Even if one looks to the intent of the Fifth Amendment’s Framers in 1790, the precise dimensions and procedures of what “grand jury” and “presentment” meant are unclear. The right to grand jury charging is certainly interpreted differently today, even among jurisdictions that require it. To take just one example, the federal government and the state of New York (an original “framing” state) apply very different grand jury procedures. Moreover, if a grand jury in 1790 was drawn from a local community that could be counted on to reflect both personal knowledge as well as views of the community, that may no longer be true today. Additionally, the court has ruled, in United States v. Williams, that although the Fifth Amendment grand jury right may serve as a “buffer … between the Government and the people,”  particular “modes of grand jury procedure” are not constitutionally required. Thus if an unexpressed right to a charging grand jury were incorporated today, it is not at all clear what aspects would be mandated by the Constitution. One can imagine decades of subsequent wrangling (as happened with the right to jury trial, from Duncan v. Louisiana in 1968 until Ramos v. Louisiana in 2020).  

As for fundamental fairness, listing all the criticisms and concerns about the federal grand jury system would fill a column all its own.
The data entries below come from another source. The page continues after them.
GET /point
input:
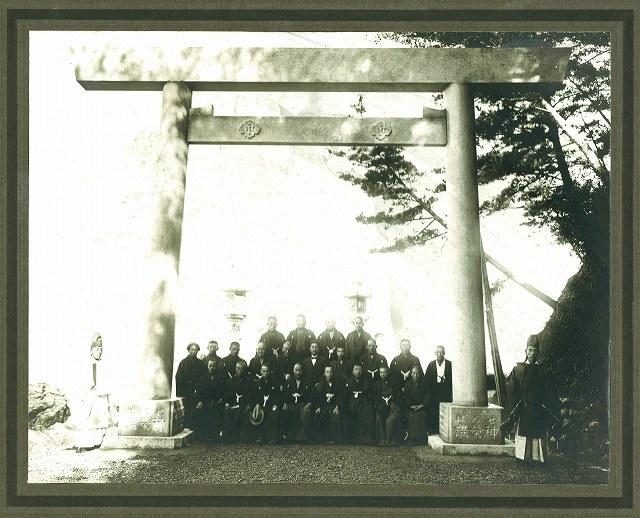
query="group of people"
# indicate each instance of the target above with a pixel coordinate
(308, 389)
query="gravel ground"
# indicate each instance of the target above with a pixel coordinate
(208, 463)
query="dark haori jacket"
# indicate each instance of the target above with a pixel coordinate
(532, 396)
(267, 393)
(256, 364)
(415, 393)
(285, 366)
(273, 341)
(212, 356)
(439, 390)
(210, 388)
(402, 364)
(342, 370)
(358, 393)
(329, 344)
(293, 394)
(329, 396)
(356, 345)
(371, 364)
(229, 365)
(239, 391)
(386, 394)
(300, 340)
(311, 372)
(189, 372)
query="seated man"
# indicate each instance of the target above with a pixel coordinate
(285, 364)
(360, 411)
(329, 398)
(297, 398)
(256, 363)
(268, 398)
(210, 395)
(342, 367)
(237, 406)
(313, 366)
(372, 361)
(387, 400)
Lack of counsel; impenetrable secrecy; unreviewable prosecutorial control; rank uninformed hearsay; no exculpatory evidence required – that’s just a short list. By contrast, the Hurtado court found that California’s no-grand-jury charging system was fundamentally fair; many practitioners today agree. And the role of knowledgeable, local community members rigorously checking the government, if it existed in 1790, is all but a fiction now. For these reasons, calls for grand jury reform are legion, and calls to abolish grand jury charging are not uncommon.
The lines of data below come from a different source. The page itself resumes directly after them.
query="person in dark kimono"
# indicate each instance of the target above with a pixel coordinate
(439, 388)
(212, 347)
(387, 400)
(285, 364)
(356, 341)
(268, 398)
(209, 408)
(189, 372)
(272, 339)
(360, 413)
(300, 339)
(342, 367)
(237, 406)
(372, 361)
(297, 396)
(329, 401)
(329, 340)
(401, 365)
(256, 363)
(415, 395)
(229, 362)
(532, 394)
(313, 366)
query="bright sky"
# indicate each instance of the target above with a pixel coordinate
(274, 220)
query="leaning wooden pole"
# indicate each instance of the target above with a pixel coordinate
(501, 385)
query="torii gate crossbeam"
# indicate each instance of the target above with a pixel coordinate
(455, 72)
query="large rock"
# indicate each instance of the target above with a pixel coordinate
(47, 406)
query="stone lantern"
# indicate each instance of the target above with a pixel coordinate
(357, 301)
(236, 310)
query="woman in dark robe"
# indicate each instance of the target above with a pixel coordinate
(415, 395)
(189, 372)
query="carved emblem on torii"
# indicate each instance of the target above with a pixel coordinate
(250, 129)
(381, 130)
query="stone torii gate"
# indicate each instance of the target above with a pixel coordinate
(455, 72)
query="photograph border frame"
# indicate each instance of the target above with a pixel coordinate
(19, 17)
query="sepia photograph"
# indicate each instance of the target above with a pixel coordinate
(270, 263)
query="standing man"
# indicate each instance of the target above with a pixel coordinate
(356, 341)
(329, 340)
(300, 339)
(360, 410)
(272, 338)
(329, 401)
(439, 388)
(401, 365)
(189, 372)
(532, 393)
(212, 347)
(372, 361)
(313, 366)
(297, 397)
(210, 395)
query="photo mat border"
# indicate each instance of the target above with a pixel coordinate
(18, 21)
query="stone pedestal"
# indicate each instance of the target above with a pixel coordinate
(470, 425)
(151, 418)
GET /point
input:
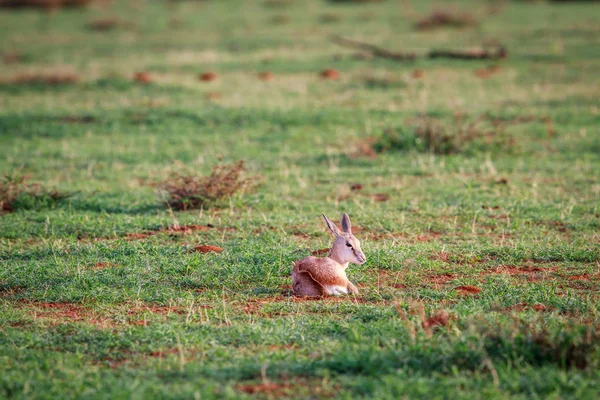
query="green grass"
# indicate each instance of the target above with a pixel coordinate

Dean Roger Fairfax has presented arguments (as have other scholars – but notably not many practitioners) that the grand jury right should now be incorporated against the states, based largely on the wave of almost total incorporation in the last half century and the “normative policy” of “the infusion of community wisdom into the criminal process.” Meanwhile, the rare sandwich-throwing grand jury declination (see my introduction) cannot be ignored. Ultimately, my column today is offered not to advocate a firm conclusion, but to explain and offer some materials to qualify any view that incorporation is a foregone conclusion.

Conclusion

As I’ve noted previously, Gorsuch has been the leader in a “revolution” of expanding and defining the constitutional right to petit jury trials. Just last month, he again dissented from the denial of review in a trial jury case, asking whether the Seventh Amendment civil jury trial right should be incorporated against the states. As I noted at the top, Gorsuch already appears to believe that total incorporation is a foregone conclusion and is constitutionally required. I have no doubt that the grand jury right will soon appear on his, and perhaps the court’s, publicly-acknowledged radar.  
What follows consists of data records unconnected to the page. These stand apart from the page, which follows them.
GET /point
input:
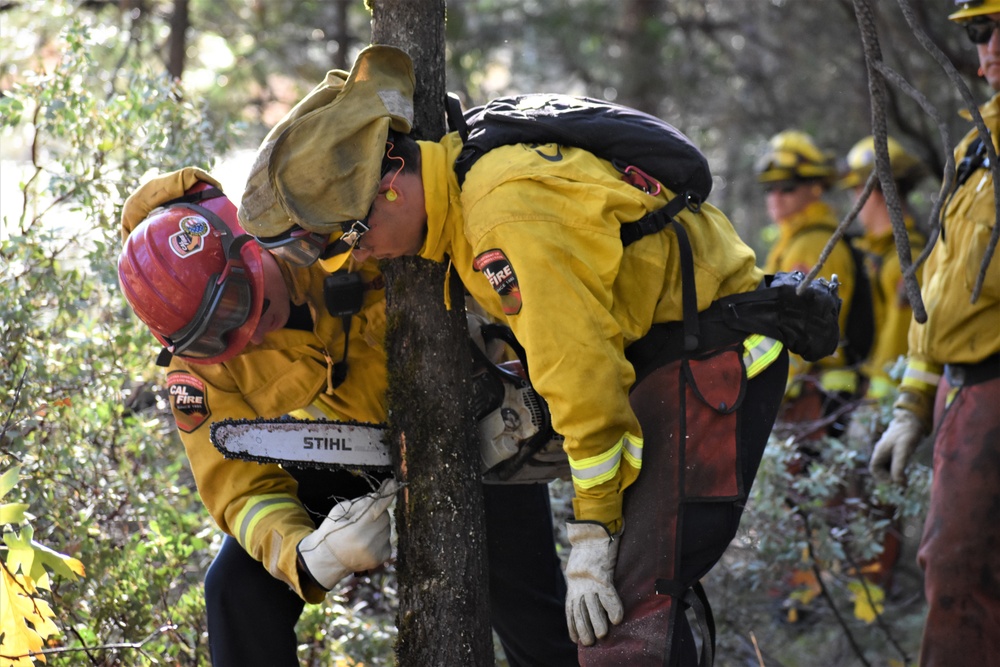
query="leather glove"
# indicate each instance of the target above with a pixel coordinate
(894, 449)
(591, 598)
(354, 537)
But the question whether Hurtado should be overruled and the grand jury process be constitutionally required, and defined, for all the states – including the majority that do not currently require it as well as the states that do not interpret it as the federal system does – raises deep constitutional interpretation and application questions, and carries huge practical consequences. Meanwhile, the right to initial grand jury charging is hardly so universally loved as the Hollywood portrayal of the right to petit jury trials, while the grand jury’s critics are many. The “politics” or ideology of the question are also not at all clear, running in different directions depending on the case. Given all this, the only thing I’m confident about is that the justices will pause long and carefully before deciding to disrupt 150 years of reliance in millions of criminal cases across well over half the nation.